GSRB: Gerakan Seni Rupa Baru sebuah revolusi estetika yang mengubah wajah seni rupa 90 an

GSRB (Gerakan Seni Rupa Baru) Gerakan Seni Rupa Baru (GSRB): Semangat gerakan ini (yang dimulai akhir 70-an) memuncak di tahun 90-an. Seniman menolak batasan seni “indah” dan lebih fokus pada konsep dan pesan sosial.

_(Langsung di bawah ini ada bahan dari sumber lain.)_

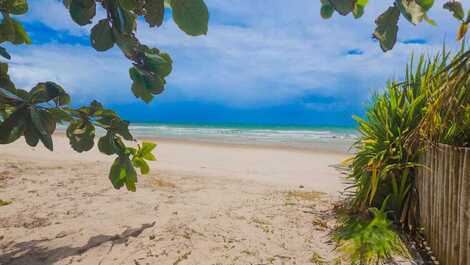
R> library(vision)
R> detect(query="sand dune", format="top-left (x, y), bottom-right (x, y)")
top-left (0, 135), bottom-right (349, 265)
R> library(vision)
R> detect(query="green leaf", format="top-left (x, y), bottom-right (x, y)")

Menggugat Kemapanan: Jejak Gerakan Seni Rupa Baru (GSRB) dalam Estetika Kontemporer Indonesia

Oleh: MELEDAK77
Pada Tanggal: 25/12/2025

gsrb

Dalam sejarah panjang kesenian Indonesia, tidak ada ledakan yang lebih mengguncang pilar-pilar tradisi selain lahirnya Gerakan Seni Rupa Baru (GSRB). Dimulai sebagai percikan pemberontakan mahasiswa seni pada pertengahan 1970-an, gerakan ini mencapai titik kulminasi intelektualnya pada dekade 1990-an, menjadi fondasi utama bagi apa yang sekarang kita kenal sebagai Seni Rupa Kontemporer Indonesia. GSRB bukan sekadar gaya lukis baru; ia adalah dekonstruksi terhadap definisi “seni” itu sendiri.

1. Latar Belakang: Melawan “Seni Lukis Elitis”

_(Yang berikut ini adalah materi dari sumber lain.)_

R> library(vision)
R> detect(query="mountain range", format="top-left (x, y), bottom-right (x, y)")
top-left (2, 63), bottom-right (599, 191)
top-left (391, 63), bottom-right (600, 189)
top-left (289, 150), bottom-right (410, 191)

Untuk memahami GSRB, kita harus melihat kondisi seni rupa Indonesia di awal 1970-an. Saat itu, dunia seni didominasi oleh pakem akademis yang mapan, terutama yang diajarkan di lembaga seperti ITB (Bandung) dan ASRI (Yogyakarta). Seni rupa saat itu dianggap harus “indah”, “estetis”, dan terbatas pada media konvensional seperti lukisan cat minyak di atas kanvas atau patung perunggu.

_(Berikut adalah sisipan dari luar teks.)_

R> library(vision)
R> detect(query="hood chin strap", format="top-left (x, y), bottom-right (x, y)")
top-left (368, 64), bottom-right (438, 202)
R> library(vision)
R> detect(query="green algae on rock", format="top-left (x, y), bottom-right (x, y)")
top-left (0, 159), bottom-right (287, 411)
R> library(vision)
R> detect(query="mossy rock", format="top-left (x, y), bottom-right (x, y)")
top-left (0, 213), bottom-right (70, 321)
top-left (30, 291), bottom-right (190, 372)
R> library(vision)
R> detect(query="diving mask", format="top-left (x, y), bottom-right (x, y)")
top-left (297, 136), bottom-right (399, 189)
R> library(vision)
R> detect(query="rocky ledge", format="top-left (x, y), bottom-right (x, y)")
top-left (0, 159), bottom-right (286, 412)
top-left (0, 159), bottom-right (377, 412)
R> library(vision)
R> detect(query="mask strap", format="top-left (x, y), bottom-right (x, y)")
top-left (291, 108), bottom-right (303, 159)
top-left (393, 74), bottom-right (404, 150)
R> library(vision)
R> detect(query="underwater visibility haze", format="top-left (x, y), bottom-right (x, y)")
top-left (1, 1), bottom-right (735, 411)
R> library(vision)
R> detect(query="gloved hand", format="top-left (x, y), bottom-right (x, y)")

Seni rupa menjadi sangat elitis dan terputus dari realitas sosial masyarakat. Para seniman muda, yang kemudian membentuk GSRB, merasa bahwa seni rupa Indonesia sedang terjebak dalam “menara gading”. Mereka melihat bahwa kenyataan di jalanan—kemiskinan, ketidakadilan politik Orde Baru, dan konsumerisme—tidak tercermin dalam kanvas-kanvas cantik yang dipajang di galeri eksklusif.

2. Kelahiran Sang Pemberontak (1975)

GSRB lahir secara resmi pada tahun 1975 melalui pameran bertajuk “Pasaraya Dunia Fantasi” di Jakarta. Tokoh-tokoh awalnya seperti Jim Supangkat, Nyoman Nuarta, Dede Eri Supria, Hardi, FX Harsono, dan Nanik Mirna mengusung manifesto yang sangat berani.

Mereka mengeluarkan Manifesto Seni Rupa Baru yang berisi poin-poin radikal:

  • Menolak Batasan Seni: Seni tidak harus berupa lukisan atau patung. Benda apa pun bisa menjadi seni.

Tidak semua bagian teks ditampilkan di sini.